My worst fears came upon me the day I landed in the hospital. I dreaded entering the huge, ominous health factory, where impersonal doctors would study my symptoms with a distant professional look, and nurses would appear at my bedside at the strangest hours to stick me with a thermometer, an injection, or a cup of weak coffee.

God, get me out of here!

Don’t worry, He answered.

How can you say that? I hate it here!

I was certain God had me mistaken for somebody else. I didn’t belong in this place. Why me?

Don’t worry, God said again. I am with you all the time.

All the time?

Yes, son. All the time!

That thought gave me some peace. I lay back on the bed and tried to relax. But I was still a bit worried. I still felt nervous when a new doctor appeared and narrowed his eyes as he looked at my charts.

Nurses still stuck thermometers in my mouth. They still poked my arm with their needles first thing in the morning, but I saw God smiling too.

It’s all right, son. I told you, I am with you.

And it helped. There was a peace. Not the kind you feel when you sit on a bench near a beautiful mountain lake listening to the birds sing praises to the Creator. Still, there was a peace, and maybe, in some strange way, that peace was even better than when sitting in front of a lake.

Apparently others saw it too.

The day I left the hospital, a man I had never seen before came up to me.

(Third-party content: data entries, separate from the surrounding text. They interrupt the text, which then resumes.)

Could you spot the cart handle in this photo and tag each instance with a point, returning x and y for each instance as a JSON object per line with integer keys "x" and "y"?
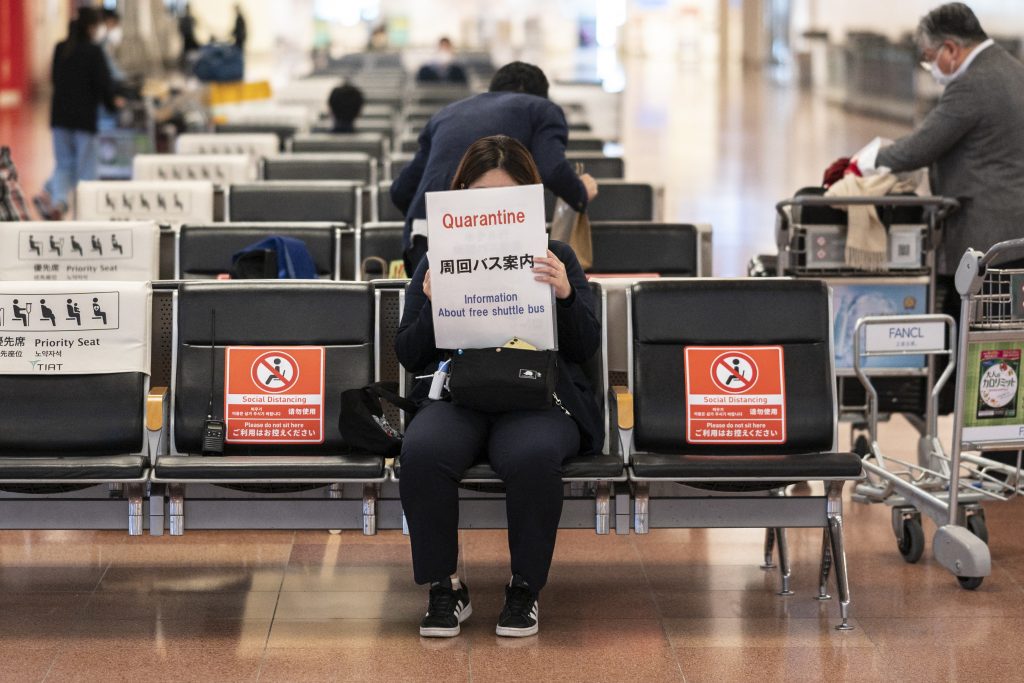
{"x": 944, "y": 205}
{"x": 973, "y": 264}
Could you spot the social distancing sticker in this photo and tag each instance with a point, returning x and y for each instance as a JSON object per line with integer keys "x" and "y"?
{"x": 735, "y": 394}
{"x": 273, "y": 395}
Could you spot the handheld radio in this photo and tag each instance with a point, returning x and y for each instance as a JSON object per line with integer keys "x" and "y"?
{"x": 213, "y": 429}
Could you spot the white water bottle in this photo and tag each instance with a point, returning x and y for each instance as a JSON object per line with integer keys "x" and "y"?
{"x": 437, "y": 384}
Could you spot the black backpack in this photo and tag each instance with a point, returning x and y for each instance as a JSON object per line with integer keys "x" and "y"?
{"x": 363, "y": 423}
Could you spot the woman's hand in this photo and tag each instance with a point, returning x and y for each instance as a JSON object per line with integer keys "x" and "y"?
{"x": 549, "y": 269}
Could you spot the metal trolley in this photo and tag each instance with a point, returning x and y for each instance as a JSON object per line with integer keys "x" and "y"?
{"x": 810, "y": 233}
{"x": 950, "y": 487}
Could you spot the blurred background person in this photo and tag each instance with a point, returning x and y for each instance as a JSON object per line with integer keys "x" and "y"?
{"x": 346, "y": 103}
{"x": 82, "y": 82}
{"x": 442, "y": 68}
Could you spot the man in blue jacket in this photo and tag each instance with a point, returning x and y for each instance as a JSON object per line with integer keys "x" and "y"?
{"x": 516, "y": 105}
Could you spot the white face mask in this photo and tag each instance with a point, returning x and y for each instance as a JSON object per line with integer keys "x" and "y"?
{"x": 940, "y": 78}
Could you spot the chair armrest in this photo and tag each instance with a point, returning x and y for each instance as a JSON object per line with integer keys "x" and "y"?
{"x": 156, "y": 409}
{"x": 624, "y": 406}
{"x": 157, "y": 413}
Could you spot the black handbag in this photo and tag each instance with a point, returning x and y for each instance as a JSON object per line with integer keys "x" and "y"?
{"x": 502, "y": 379}
{"x": 363, "y": 423}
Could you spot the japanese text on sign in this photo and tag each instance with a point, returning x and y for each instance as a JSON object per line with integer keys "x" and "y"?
{"x": 735, "y": 395}
{"x": 273, "y": 395}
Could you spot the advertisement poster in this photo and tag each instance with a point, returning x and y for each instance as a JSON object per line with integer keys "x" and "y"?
{"x": 853, "y": 300}
{"x": 992, "y": 400}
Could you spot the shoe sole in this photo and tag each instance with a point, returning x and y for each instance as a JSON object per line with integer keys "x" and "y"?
{"x": 437, "y": 632}
{"x": 508, "y": 632}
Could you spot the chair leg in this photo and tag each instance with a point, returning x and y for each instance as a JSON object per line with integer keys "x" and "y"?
{"x": 835, "y": 514}
{"x": 783, "y": 560}
{"x": 641, "y": 501}
{"x": 135, "y": 495}
{"x": 825, "y": 565}
{"x": 769, "y": 562}
{"x": 602, "y": 501}
{"x": 370, "y": 494}
{"x": 176, "y": 508}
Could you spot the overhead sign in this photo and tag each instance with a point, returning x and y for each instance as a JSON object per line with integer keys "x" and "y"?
{"x": 80, "y": 250}
{"x": 482, "y": 245}
{"x": 165, "y": 202}
{"x": 895, "y": 336}
{"x": 735, "y": 394}
{"x": 273, "y": 394}
{"x": 993, "y": 410}
{"x": 74, "y": 329}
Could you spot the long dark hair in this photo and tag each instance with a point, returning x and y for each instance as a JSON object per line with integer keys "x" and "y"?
{"x": 78, "y": 31}
{"x": 501, "y": 152}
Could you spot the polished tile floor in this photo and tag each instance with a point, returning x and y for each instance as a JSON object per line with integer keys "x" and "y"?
{"x": 670, "y": 606}
{"x": 673, "y": 605}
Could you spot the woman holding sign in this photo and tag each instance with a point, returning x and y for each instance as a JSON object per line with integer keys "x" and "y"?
{"x": 525, "y": 447}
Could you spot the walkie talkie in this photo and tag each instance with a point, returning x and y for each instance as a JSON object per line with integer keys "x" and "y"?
{"x": 213, "y": 429}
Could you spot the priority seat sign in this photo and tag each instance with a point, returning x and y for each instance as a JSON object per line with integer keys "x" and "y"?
{"x": 273, "y": 395}
{"x": 735, "y": 394}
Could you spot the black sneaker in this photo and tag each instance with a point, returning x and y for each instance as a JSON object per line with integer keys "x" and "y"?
{"x": 519, "y": 617}
{"x": 445, "y": 610}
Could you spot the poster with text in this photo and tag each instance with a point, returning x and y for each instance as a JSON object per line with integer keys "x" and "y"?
{"x": 482, "y": 245}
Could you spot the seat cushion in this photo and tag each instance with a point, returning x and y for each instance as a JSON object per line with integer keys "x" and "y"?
{"x": 53, "y": 467}
{"x": 793, "y": 467}
{"x": 580, "y": 467}
{"x": 254, "y": 468}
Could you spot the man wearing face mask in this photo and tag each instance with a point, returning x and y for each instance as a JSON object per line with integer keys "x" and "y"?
{"x": 972, "y": 141}
{"x": 110, "y": 37}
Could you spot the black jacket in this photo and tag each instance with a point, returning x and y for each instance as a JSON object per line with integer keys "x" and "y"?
{"x": 579, "y": 339}
{"x": 537, "y": 122}
{"x": 81, "y": 82}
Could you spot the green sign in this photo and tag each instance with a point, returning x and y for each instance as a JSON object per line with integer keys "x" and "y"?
{"x": 992, "y": 402}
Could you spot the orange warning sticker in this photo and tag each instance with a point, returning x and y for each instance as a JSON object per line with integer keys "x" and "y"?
{"x": 735, "y": 394}
{"x": 273, "y": 395}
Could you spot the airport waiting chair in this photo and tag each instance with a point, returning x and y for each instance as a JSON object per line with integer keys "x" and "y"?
{"x": 61, "y": 431}
{"x": 386, "y": 210}
{"x": 205, "y": 252}
{"x": 396, "y": 163}
{"x": 598, "y": 165}
{"x": 284, "y": 133}
{"x": 620, "y": 201}
{"x": 735, "y": 484}
{"x": 377, "y": 246}
{"x": 325, "y": 166}
{"x": 640, "y": 248}
{"x": 275, "y": 479}
{"x": 374, "y": 144}
{"x": 294, "y": 201}
{"x": 597, "y": 497}
{"x": 254, "y": 144}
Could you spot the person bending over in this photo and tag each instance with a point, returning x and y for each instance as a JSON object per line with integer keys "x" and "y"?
{"x": 525, "y": 447}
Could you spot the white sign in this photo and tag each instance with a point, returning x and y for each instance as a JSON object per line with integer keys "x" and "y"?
{"x": 221, "y": 169}
{"x": 254, "y": 144}
{"x": 172, "y": 202}
{"x": 74, "y": 329}
{"x": 482, "y": 245}
{"x": 80, "y": 250}
{"x": 897, "y": 336}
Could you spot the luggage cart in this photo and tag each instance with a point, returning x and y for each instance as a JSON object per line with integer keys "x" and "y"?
{"x": 949, "y": 494}
{"x": 810, "y": 235}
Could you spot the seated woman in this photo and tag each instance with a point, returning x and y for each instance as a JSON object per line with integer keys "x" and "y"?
{"x": 525, "y": 447}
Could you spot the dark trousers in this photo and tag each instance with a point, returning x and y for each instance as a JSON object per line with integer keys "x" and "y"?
{"x": 525, "y": 449}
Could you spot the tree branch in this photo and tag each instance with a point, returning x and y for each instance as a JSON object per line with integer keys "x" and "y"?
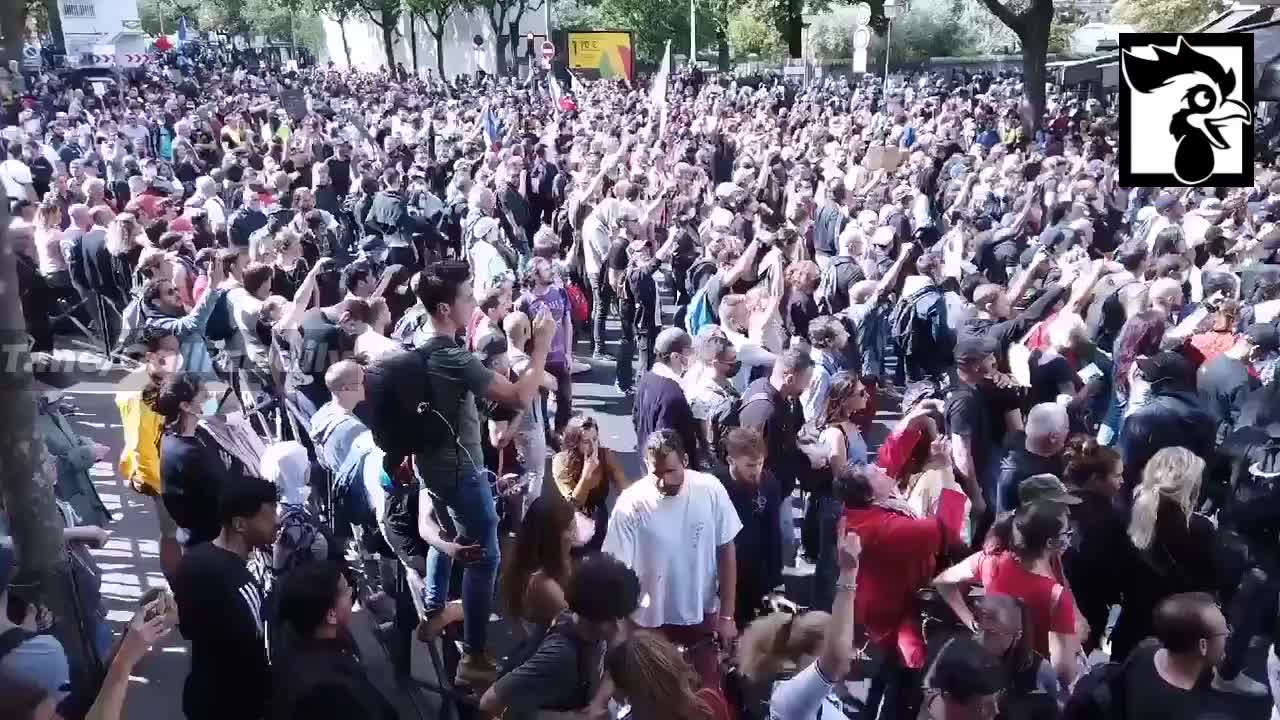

“Can I talk to you?” he asked.

I raised my brows. “Sure.”

“You’re a believer, right?”

“Why would you say that?”

“Two weeks ago, I was brought in for an emergency. I was going on holiday, but instead I ended up in the hospital. I was seriously considering jumping out the window. Then I saw you.”

What’s so good about that? I wondered.

“You were so peaceful. You had no stress. I wondered why, but then I saw a Bible near your bedside. Then I knew—God is with me. There’s nothing to fear.”

He shook my hands and thanked me profusely for helping him.

Helping him? I had done nothing of the sort. I had been preoccupied with battling my own fears.

But then I heard God again: I told you, I am with you all the time. There’s nothing to fear.